Crédit immobilier : préserver le modèle français
De nouvelles normes prudentielles en matière de crédit immobilier inquiètent les professionnels tout comme le gouvernement français. Le Comité de Bâle, l'organe international qui régule le système financier mondial, a pour ambition de réduire les risques liés aux prêts immobiliers et d'imposer aux banques de nouvelles règles d'octroi. Une menace pour le modèle français.
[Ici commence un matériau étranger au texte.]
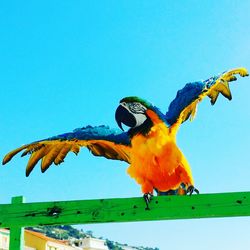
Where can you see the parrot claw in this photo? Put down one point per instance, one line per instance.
(192, 189)
(147, 198)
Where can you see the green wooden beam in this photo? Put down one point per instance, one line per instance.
(16, 232)
(125, 210)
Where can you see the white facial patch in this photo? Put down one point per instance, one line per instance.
(140, 119)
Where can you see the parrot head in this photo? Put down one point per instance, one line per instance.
(132, 112)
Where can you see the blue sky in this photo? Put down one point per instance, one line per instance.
(66, 64)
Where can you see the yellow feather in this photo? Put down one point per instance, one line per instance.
(35, 157)
(63, 152)
(49, 158)
(9, 156)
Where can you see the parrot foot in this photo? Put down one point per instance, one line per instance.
(192, 189)
(147, 198)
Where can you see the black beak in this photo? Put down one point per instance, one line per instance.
(122, 115)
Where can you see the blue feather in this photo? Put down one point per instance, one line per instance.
(95, 133)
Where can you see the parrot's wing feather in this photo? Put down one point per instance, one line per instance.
(100, 140)
(185, 104)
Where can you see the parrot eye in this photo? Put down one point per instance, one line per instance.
(136, 107)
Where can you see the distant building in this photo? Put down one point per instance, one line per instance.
(92, 244)
(4, 239)
(39, 241)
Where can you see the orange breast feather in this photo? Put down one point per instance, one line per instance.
(157, 162)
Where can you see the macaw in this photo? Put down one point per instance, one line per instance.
(149, 145)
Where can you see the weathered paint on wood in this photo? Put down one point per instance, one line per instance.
(16, 232)
(125, 210)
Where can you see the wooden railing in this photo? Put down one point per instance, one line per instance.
(19, 214)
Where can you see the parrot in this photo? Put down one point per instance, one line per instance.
(149, 145)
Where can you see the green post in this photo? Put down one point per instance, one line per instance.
(17, 232)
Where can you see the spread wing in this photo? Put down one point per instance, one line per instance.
(100, 140)
(185, 103)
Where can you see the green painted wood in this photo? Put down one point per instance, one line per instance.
(16, 231)
(125, 210)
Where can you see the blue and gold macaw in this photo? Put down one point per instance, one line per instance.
(149, 146)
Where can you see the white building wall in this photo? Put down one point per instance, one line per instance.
(93, 244)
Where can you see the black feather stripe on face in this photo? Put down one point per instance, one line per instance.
(122, 115)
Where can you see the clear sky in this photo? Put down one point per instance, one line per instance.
(66, 64)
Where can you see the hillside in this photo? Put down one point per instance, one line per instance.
(64, 232)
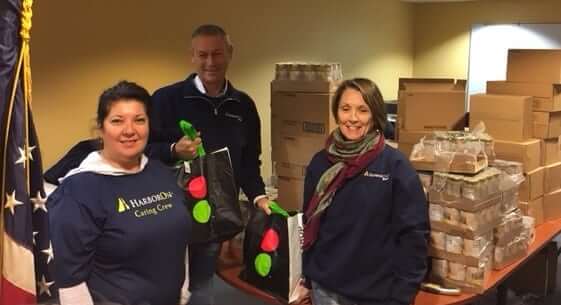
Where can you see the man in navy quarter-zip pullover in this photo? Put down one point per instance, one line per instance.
(225, 117)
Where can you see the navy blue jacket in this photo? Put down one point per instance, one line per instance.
(229, 121)
(125, 236)
(372, 243)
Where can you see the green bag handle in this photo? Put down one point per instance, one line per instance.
(277, 209)
(190, 132)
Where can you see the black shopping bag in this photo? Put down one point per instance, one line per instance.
(211, 197)
(272, 254)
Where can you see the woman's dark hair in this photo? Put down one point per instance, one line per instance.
(371, 96)
(123, 90)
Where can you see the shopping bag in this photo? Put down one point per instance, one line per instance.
(272, 253)
(211, 197)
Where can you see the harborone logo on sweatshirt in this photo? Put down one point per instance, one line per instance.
(150, 205)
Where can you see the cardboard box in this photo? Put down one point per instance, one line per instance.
(291, 170)
(552, 178)
(552, 206)
(533, 185)
(419, 97)
(534, 209)
(506, 117)
(551, 151)
(547, 97)
(539, 66)
(538, 275)
(526, 152)
(408, 138)
(430, 84)
(547, 125)
(419, 110)
(405, 149)
(301, 114)
(295, 150)
(291, 193)
(317, 86)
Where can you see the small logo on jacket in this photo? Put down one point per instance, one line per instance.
(122, 205)
(384, 177)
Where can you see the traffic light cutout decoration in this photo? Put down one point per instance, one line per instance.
(211, 195)
(272, 252)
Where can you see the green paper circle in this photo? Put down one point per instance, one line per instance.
(263, 264)
(202, 211)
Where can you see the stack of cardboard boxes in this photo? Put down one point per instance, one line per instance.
(301, 120)
(523, 114)
(425, 105)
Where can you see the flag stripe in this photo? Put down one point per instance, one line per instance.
(14, 295)
(21, 274)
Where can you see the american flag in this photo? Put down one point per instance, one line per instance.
(26, 254)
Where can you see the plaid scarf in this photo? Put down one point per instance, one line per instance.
(348, 158)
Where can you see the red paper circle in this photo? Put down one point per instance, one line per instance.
(196, 187)
(270, 241)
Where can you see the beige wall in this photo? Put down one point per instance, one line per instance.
(79, 48)
(442, 30)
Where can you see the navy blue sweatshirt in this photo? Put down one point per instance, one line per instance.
(372, 243)
(230, 120)
(124, 236)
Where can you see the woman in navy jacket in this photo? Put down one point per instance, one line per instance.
(365, 235)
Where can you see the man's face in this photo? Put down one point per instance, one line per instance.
(211, 56)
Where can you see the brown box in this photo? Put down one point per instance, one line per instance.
(291, 193)
(291, 170)
(534, 209)
(295, 150)
(506, 117)
(408, 138)
(547, 97)
(551, 151)
(418, 98)
(552, 206)
(552, 178)
(532, 187)
(420, 110)
(318, 86)
(301, 114)
(547, 125)
(540, 66)
(526, 152)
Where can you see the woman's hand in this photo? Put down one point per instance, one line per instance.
(186, 149)
(263, 204)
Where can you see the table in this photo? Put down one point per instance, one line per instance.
(230, 265)
(544, 233)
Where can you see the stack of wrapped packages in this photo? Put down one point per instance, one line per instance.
(476, 225)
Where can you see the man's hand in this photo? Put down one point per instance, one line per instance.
(186, 149)
(303, 295)
(263, 204)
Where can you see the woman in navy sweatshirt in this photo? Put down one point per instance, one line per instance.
(365, 235)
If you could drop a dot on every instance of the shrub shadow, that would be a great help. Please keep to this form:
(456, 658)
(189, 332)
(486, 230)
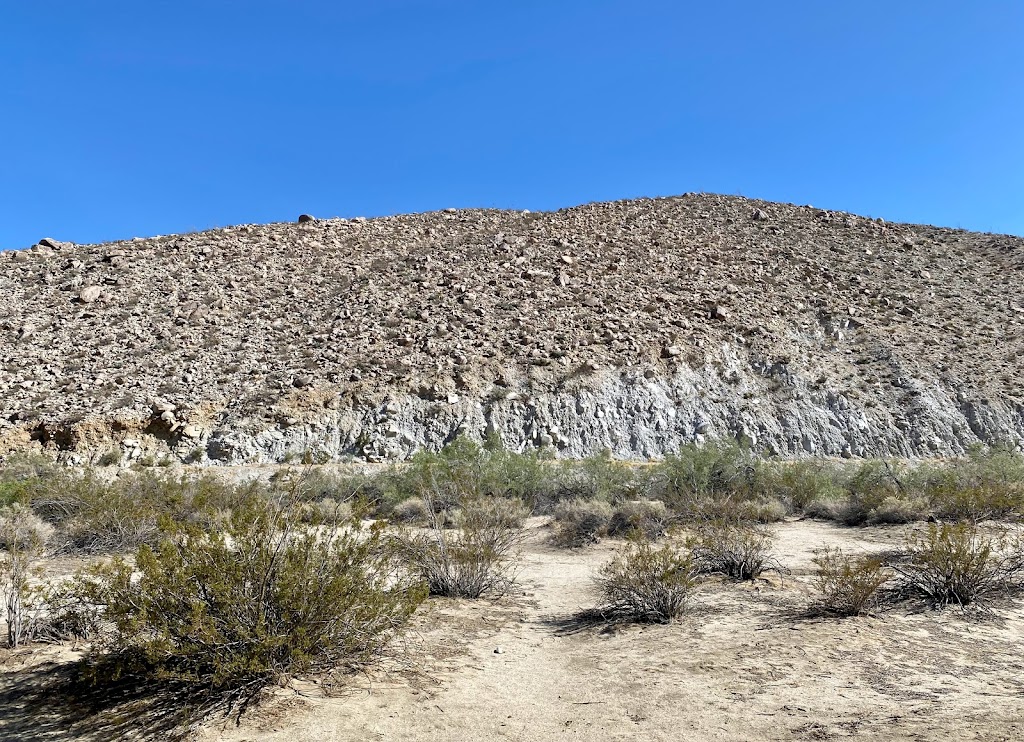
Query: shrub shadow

Renforcer les fonds propres
En 2010, les accords de Bâle III avaient pour objectif de réduire le risque systémique après le choc boursier de 2008, et pour ce faire les banques étaient encouragées à renforcer le niveau et la qualité de leurs fonds propres. Ces règles avaient été transposées en droit communautaire européen par l’intermédiaire d’une directive dite CRD 4 (Capital Requirements Directive 4). Le Comité de Bâle souhaite la mise en place d'une nouvelle réglementation, dite "Bâle IV", afin de sécuriser davantage le bilan des banques. Ces mesures qui n'interviendront pas avant 2019 inquiètent les professionnels français, car elles les obligeraient à augmenter considérablement leurs fonds propres au risque de menacer la distribution de crédits immobiliers aux particuliers. Bâle IV engendrerait un durcissement des conditions d'octroi des prêts immobiliers pour limiter les défauts de paiement.
Le modèle français menacé
Pour bien comprendre l'enjeu, il faut revenir sur la méthode utilisée pour accorder un crédit immobilier. En France, pays où les défauts de paiement sont marginaux, le montant du capital emprunté est calculé en fonction de la capacité de remboursement de l'emprunteur, c'est-à-dire que son taux d'endettement ne doit pas excéder un tiers de ses revenus. Dans la majorité des autres pays, c'est la valeur du bien acheté qui détermine le montant du prêt, d'où le risque pointé par Bâle qu'en cas de défaut de paiement le bien ne soit revendu à perte. Si Bâle IV semble légitime au regard des pratiques extérieures à la France, dans notre pays il ne semble pas nécessaire de durcir les règles. Dans cette hypothèse, les primo-accédants, ainsi que les ménages à faibles revenus avec peu ou pas d'apport personnel, pourraient ne plus avoir accès au crédit, car les banques, obligées de bloquer plus de 50% du capital emprunté dans leurs fonds propres au lieu des 20% habituels, seraient peu motivées à leur accorder un financement.
Le 18 mai dernier, les sénateurs ont adopté une proposition de résolution visant à protéger le système du crédit immobilier français dans le cadre des négociations de Bâle.